After running this flow a CSV file with the results should be visible in the specified S3 bucket:

aws s3 ls s3://ludwigm-bucket
2020-09-08 16:57:05 187 covid-monthly-2020-09-08T16:57:00.282974.csv
2020-09-08 18:03:31 187 covid-monthly-2020-09-08T18:03:26.231616.csv

Deployment

To get a better understanding of the different moving parts I will go into more detail on how you would deploy such flows with Prefect Cloud.
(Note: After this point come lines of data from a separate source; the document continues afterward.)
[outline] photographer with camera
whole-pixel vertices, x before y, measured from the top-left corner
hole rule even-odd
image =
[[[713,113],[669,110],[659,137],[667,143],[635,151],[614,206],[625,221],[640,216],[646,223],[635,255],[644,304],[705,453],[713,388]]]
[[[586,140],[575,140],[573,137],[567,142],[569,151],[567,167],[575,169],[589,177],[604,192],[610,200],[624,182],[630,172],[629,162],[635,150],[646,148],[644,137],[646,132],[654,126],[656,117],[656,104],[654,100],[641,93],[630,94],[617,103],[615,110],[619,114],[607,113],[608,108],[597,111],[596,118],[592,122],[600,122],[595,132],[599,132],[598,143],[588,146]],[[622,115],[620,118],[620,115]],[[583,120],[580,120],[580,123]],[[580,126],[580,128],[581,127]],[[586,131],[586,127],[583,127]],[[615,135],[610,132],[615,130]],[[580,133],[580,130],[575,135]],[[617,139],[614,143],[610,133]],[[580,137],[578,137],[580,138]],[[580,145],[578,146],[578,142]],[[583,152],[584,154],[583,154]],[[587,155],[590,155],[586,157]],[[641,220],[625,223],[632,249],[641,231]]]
If you check out the repository for this blog article you can register the flow in Prefect cloud and run it with a local in-process agent like in the following code snippet. I use poetry as Python package manager as an alternative to pip.

poetry install
prefect auth login -t <personal-access-token>
export PREFECT__CLOUD__AGENT__AUTH_TOKEN=<runner-token>
export PREFECT__FLOWS__CHECKPOINTING=true
poetry run demo-flow run-with-cloud --bucket <s3-bucket>

Keep in mind to setup some things in Prefect Cloud beforehand to make this work:

  • Project: Home → Team → Projects → Add project (“Demo”)
  • Agent runner token: Home → Team → API tokens → Create token (“RUNNER”)
  • Personal access token: Home → User → Personal Access token -> Create token

What is noteworthy is that your flow is monitored and displayed in the UI but it is still running locally on your computer (LocalAgent). This is the hybrid execution model of Prefect which means that you potentially can use their cloud offering but the real execution is happening securely in your own infrastructure without your data being transferred to the Prefect cloud. How this would look like from an architecture standpoint can be seen in the next picture. For a more production-like setup, your flows are usually dockerized and loaded from a private docker registry like AWS ECR and executed for example with the FargateAgent. Other options like loading flows from GitHub or S3 are also possible.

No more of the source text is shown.